Despite these obstacles, there is much an individual can do to help fight HIV and the discrimination that helps it spread. As Louie mentioned, the first is to be vocal. Call out injustice when it happens, regardless of its scale, through media, social media, and everyday interactions. Battle stigma. Champion equality. Call elected officials and be heard. Fight tooth and nail against the demise of Obamacare, because LGBT lives depend on it And don’t lose sight of what’s right.
“One of the things that I said the day after the election to the entire staff is, we need to remember the core values of GMHC,” said Louie, “values of inclusion and compassion and caring for one another. That will make a difference.”
Personally, Louie has also found inspiration in the words of Hillary Clinton, Michelle Obama, and Barack Obama, who have given hope, encouragement, and empowerment to their supporters for what may be difficult days ahead.
“When they go low, we go high,” Michelle declared on the campaign trail.

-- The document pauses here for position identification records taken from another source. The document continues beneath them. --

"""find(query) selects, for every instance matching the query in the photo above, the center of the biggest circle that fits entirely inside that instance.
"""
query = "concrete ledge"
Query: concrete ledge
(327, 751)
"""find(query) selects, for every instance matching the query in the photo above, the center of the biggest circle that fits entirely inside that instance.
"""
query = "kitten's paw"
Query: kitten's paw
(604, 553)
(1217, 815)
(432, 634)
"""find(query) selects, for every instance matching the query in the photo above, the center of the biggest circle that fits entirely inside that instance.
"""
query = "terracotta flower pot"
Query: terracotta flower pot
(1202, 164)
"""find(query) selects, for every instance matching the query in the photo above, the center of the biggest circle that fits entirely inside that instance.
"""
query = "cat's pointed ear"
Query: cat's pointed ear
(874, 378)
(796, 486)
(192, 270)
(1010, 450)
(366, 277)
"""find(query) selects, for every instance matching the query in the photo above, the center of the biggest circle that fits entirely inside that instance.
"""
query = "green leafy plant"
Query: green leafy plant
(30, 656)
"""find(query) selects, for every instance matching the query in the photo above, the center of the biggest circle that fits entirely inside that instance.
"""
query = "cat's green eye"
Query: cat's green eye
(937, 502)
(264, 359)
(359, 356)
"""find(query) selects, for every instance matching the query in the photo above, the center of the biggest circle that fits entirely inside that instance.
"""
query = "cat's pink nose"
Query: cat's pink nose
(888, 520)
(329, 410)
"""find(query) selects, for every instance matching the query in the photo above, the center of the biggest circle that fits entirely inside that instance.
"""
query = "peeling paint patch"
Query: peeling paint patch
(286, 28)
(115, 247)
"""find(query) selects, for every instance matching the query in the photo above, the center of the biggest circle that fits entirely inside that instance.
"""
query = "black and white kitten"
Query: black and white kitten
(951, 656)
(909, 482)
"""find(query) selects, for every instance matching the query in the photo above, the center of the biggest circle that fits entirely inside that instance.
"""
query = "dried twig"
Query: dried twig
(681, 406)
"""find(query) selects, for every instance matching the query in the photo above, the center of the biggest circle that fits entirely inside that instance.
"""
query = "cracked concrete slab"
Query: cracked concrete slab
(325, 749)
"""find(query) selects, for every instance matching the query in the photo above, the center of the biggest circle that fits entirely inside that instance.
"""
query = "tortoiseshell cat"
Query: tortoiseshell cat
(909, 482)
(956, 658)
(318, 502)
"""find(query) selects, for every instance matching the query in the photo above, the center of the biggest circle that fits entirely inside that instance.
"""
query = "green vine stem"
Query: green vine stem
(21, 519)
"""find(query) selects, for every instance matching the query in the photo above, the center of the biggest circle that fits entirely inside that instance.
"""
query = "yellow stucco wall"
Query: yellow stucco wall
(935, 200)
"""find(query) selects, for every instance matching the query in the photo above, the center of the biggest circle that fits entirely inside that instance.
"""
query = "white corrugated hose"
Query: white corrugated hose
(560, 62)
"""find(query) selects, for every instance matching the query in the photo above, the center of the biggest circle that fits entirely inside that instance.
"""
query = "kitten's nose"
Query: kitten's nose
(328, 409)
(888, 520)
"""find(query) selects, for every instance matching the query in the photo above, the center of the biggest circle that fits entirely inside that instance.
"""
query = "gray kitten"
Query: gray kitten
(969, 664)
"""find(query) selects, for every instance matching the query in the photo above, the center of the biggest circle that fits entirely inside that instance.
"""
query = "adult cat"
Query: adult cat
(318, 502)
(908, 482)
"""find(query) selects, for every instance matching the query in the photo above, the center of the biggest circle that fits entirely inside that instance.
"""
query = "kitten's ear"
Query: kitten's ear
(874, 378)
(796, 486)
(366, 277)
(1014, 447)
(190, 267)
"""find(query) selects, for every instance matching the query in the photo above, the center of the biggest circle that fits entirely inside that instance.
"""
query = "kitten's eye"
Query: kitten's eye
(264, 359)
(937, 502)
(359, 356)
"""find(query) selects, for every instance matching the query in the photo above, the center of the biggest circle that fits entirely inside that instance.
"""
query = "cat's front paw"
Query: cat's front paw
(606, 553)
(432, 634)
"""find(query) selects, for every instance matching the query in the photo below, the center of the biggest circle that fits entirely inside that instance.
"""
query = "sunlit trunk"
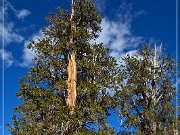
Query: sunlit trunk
(71, 94)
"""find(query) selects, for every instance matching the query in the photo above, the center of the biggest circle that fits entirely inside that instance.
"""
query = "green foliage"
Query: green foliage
(137, 106)
(43, 89)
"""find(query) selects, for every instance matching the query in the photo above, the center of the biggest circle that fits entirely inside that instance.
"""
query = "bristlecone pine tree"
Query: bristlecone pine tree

“This loss hurts, but please never stop believing that fighting for what's right is worth it,” Clinton said in her concession speech.
"I am asking you to believe. Not in my ability to bring about change — but in yours,” Barack said in his farewell.
And Louie has words of his own for Trump, who has said little about AIDS and has yet to release a plan to address it during his presidency.
"There are still 50,000 new HIV infections in the United States every year,” Louie said. “We hope the new administration will work with us and commit the attention and resources required to end the epidemic once and for all."